Do I need professional equipment to record this?

No. A modern phone in good natural light produces video that is more than acceptable for a homepage. What actually matters is audio — if your viewer cannot hear you cleanly, they leave within seconds, regardless of how good the picture looks. A cheap lavalier microphone clipped to your shirt solves ninety percent of audio problems. Beyond that, find a quiet room, sit near a window during daytime, and record. Production value is not what builds trust on a service-business homepage. Slightly imperfect video with a real person in it consistently outperforms polished corporate video, because polish reads as distance and distance is the opposite of what you are selling.

What if I freeze up on camera?

Most people do, the first three takes. The fix is not more rehearsal — it is the opposite. Write your script, read it twice, then put it away and record the video as if you were explaining your work to a friend who just asked what you do. The takes that sound natural are almost always the ones where the speaker stopped trying to remember the script word for word and started just talking. Keep your phone propped up somewhere comfortable, look slightly above the lens (not directly at it, which can feel intense on a small screen), and accept that your fifth take will probably be the keeper. If you stumble, laugh, correct yourself, and keep going. The viewer will read it as warmth, not error.

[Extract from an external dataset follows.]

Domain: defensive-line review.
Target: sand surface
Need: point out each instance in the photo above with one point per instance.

Should the video autoplay on my homepage?

Generally no, with sound. Autoplaying audio on a homepage is one of the fastest ways to make a visitor close the tab. What works better is a video thumbnail with a clear play button, ideally a still frame where you are smiling or mid-gesture, with a short caption like "30 seconds — what I do and who I do it for." Visitors who want to watch will click. The ones who do not will skim the rest of the page, and that is fine. The video is one trust signal among several, not the whole pitch.